19 Dec 2012
International High power Adaptable Laser beams of various types to be developed for materials processing.Gooch & Housego has announced the start of work on the HALO (High power Adaptable Laser beams for materials processing) technology transfer project. The project, inaugurated in September and funded as part of the EU FP7 program, will develop and apply research into laser welding technology with a view to improving both efficiencies and capabilities in this area.
The use of lasers in industry has grown hugely in the last five years however in order to be truly competitive in a global market, the European manufacturing sector needs more effective materials processing capability.
The HALO project will then look at how both CW and pulsed laser systems can improve efficiencies in welding, cutting sheet metal and glass (with thickness ranging from <1mm to 25mm). HALO aims to put in place the necessary elements to enable significant advances in lasers for material processing.
Optics.org interviewed Andrew Robertson, Gooch And Housego’s Senior VP, Business Technology & Development, who is coordinating the HALO R&D project.
Roberston commented, “In the HALO project G&H is the coordinator and we are leading a couple of the work programmes. The premise of the project is that different types of laser beam can do different jobs better, such as cutting and processing materials, whether the laser beam profiles are annular, Gaussian or top hat. A laser that can adapt its beam dependent on application is a more useful tool than one that cannot”.
”With ORC in Southampton, we are developing a new type of fiber laser and at our Torquay facility we are developing novel fused fiber components. For example, we plan to use photonic crystal fibers to develop components for pump beam conditioning and beam re-shaping. Such components should allow the laser beam to be adapted with minimal change to the laser cavity, enabling different types of beams to be emitted.”
G&H will also be developing components for adjustable beam diode pumped solid state lasers and will be working closely with Trumpf on this task.
Robertson added, "G&H specializes in the development and manufacture of high power, free-space components at our Ilminster [Somerset, UK]facility; critical in these systems will be the development of Q-switches that create energetic pulses for the adaptable beam lasers as well as components that will enable the switching between different beam shapes.
"There are two key aspects to the project as a whole: developing the hardware to adapt and control the beam shape as described previously and the other aspect being the development of a ‘meta-model’ that determines which process goes best with which beam type.
"The development of a "meta model" will involve a combination of both the modelling and testing of laser processing with a variety of materials and processing requirements. The consortium will be investigating the cutting of brittle materials such as glass as well as sheet metals.

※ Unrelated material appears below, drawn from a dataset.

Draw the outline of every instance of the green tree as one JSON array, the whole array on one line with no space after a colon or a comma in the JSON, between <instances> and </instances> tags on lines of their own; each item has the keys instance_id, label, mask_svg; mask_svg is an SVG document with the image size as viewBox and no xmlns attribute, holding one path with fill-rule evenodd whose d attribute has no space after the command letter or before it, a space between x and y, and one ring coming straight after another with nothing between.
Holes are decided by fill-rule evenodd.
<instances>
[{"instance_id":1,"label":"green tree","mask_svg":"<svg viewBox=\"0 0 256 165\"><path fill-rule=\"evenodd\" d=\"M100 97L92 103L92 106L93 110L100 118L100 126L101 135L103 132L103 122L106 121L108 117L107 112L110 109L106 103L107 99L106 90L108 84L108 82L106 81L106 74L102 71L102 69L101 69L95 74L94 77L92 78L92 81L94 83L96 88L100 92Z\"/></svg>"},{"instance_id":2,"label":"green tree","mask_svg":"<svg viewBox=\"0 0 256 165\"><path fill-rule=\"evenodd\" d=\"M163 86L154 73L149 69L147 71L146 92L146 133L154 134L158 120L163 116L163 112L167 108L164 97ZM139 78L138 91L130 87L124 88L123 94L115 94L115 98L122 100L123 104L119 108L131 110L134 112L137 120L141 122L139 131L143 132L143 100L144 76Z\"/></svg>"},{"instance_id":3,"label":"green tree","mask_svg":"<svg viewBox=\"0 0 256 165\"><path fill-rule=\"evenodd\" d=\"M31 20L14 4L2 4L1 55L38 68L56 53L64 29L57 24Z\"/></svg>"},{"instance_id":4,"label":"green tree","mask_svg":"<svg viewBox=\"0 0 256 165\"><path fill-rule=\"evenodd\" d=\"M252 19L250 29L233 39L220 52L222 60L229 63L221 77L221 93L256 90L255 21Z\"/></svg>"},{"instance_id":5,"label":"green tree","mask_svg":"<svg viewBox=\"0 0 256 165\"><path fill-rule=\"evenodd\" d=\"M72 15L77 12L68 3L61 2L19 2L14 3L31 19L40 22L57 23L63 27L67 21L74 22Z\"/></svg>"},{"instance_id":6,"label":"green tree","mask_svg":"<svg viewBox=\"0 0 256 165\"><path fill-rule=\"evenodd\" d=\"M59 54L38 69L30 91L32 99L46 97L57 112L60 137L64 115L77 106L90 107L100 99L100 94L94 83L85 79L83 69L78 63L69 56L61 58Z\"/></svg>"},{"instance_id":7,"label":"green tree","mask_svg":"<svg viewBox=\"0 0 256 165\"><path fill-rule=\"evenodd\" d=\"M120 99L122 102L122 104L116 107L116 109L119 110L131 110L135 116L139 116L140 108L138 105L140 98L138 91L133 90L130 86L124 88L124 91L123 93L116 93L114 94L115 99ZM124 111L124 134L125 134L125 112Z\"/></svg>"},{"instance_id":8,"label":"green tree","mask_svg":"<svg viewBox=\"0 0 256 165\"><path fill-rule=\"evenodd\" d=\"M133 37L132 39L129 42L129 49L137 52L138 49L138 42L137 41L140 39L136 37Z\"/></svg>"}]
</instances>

"This is a €5.7m project,” Roberston said. “It is part of the ‘Factories of the Future’ call from the EU, specifically focusing on agile manufacturing. The industrial partners are working with a matched funding model, so they put in some R&D funding with is matched by EU. Markets of interest are micro and macro machining. It could also be aimed at biomedical applications, or any other application where lasers are used. But the overall aim is to maintain the leading competitive position of European manufacturing."
Christoph Helmrath, European Commission Project Officer, addedd, "HALO is one of a number of initiatives funded by the European Union which aims to undertake world class photonics research into materials processing with the aim of increasing European manufacturing's competitiveness in a global market."